Er, you are aware that Lisp, Algol-68, COBOL, and FORTRAN all predate C, in some cases by a matter of decades?

archaeopteryx's avatar

@cwilbur

True. But for example, COBOL and FORTRAN were oriented around solving and representing complex mathematical problems, equations and algorithms. They were basically directed to mathematicians more than software engineers.

C was made for a certain purpose in mind, which is to be the main platform upon which the Unix kernel/operating system will be established.

noyesa's avatar

@cwilbur Well aware. Lisp dates back to the late 50s, and FORTRAN shortly thereafter. However, those languages were developed for very specific computational tasks, whereas C was developed to make programming more sensible to those programming on embedded chipsets in Assembly language, or other primitive languages, largely at the cost of compiler efficiency. FORTRAN is used to this day in supercomputer applications because it compiles very neatly and efficiently.

cwilbur's avatar

No, FORTRAN is used to this day in supercomputer applications because that’s what the engineers and scientists program in.
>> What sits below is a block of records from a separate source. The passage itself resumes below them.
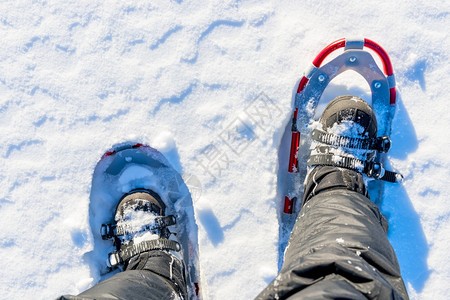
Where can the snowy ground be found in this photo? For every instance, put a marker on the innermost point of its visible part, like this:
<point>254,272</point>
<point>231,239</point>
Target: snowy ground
<point>77,77</point>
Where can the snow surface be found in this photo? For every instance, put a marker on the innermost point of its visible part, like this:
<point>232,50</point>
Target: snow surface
<point>188,77</point>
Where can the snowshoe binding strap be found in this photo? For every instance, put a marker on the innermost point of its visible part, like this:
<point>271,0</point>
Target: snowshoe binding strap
<point>116,258</point>
<point>108,231</point>
<point>371,169</point>
<point>381,144</point>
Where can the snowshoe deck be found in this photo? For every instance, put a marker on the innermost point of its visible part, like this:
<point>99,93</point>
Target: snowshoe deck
<point>306,99</point>
<point>147,169</point>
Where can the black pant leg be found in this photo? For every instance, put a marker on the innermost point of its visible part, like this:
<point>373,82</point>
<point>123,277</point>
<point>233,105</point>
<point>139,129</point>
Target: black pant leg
<point>338,249</point>
<point>152,275</point>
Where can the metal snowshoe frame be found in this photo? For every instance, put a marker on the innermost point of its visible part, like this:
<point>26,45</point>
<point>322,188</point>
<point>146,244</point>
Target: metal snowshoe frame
<point>310,88</point>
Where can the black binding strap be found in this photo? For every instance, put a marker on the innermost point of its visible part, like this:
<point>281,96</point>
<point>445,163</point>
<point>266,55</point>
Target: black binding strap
<point>381,144</point>
<point>126,252</point>
<point>371,169</point>
<point>111,230</point>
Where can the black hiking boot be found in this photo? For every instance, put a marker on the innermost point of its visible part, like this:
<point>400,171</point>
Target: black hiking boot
<point>344,148</point>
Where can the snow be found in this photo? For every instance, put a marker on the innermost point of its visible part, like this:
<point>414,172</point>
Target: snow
<point>211,85</point>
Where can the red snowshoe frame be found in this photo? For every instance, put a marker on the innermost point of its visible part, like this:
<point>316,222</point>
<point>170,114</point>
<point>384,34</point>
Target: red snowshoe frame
<point>314,82</point>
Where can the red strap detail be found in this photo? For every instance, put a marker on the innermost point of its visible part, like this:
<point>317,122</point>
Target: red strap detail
<point>288,205</point>
<point>327,50</point>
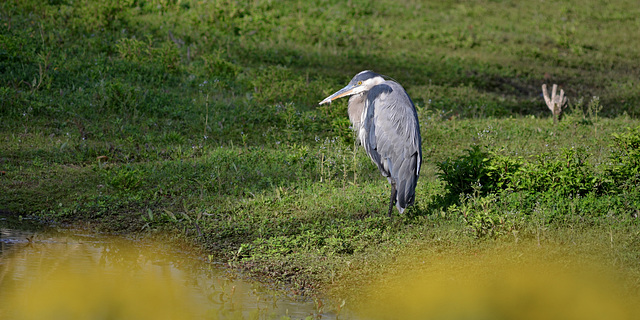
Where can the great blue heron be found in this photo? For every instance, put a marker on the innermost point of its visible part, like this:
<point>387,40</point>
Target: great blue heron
<point>386,122</point>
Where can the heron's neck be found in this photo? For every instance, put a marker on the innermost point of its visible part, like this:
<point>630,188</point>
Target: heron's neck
<point>355,110</point>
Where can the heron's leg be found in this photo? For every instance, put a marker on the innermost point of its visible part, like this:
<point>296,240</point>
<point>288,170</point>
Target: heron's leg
<point>394,193</point>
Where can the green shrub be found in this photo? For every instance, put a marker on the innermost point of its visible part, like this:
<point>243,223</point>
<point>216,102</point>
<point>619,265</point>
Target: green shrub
<point>478,170</point>
<point>624,172</point>
<point>568,175</point>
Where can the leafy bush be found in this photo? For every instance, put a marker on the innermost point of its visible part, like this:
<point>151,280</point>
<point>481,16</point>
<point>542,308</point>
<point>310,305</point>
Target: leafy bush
<point>624,171</point>
<point>568,174</point>
<point>477,170</point>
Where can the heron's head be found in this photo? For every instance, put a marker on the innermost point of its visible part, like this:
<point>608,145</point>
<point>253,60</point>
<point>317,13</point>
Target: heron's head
<point>362,82</point>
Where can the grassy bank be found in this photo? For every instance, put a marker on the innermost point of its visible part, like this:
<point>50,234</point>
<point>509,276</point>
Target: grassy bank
<point>199,119</point>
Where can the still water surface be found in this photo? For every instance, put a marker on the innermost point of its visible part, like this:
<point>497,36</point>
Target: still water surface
<point>74,275</point>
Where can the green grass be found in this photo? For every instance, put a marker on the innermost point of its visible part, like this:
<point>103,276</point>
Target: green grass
<point>199,119</point>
You need to sit down and read a good book on the history of programming languages. You’re so far off base on a lot of this stuff that you’re not even close enough to be called wrong.

noyesa's avatar

Ooookay. I’ll make sure I steer clear of trivia pissing contests with you in the future.

arturodiaz's avatar

Pascal rulz!

cwilbur's avatar

@noyesa: It’s not a trivia pissing contest; you made a glib tidy statement that’s patently false and unsupportable—and actively misleading—and when called on it, you babbled on in marketing-speak.

C is currently used for embedded chipsets; it was originally designed to abstract away the differences between the computers Unix was originally implemented on. Unix did not have a lot of official support, and computers were expensive, so Unix was built and rebuilt on several different architectures. The first versions of Unix were in assembly, and a pain to port. And @archaeopteryx got this right before you started babbling about embedded chipsets.

This is not trivia; this is history. And you really have two options: post correct information, or accept that someone is going to come by and correct you when you’re wrong.

noyesa's avatar

@cwilbur I never said you were wrong. You are not, however, the Fluther Dean of Admissions. I don’t have a problem with your knowledge, I have a problem with your condescension and ego for which there is not room in here for. Post something constructive rather than “look what I know” to me. I didn’t start this thread, and I don’t intend to muddy it up more than you and I already have. Have a little tact.

cwilbur's avatar

@noyesa: I started out tactful, and you continued to babble nonsense. I escalated to get the message across, and it appears I did.

If you post things that have only a vague resemblance to accurate information, I will say something about it, and I will probably not be tactful, because I value correct information far more than I value the feelings of people who are spreading false information—especially when they continue to spread false information after the first correction. Consider it an incentive to check your information before you post it.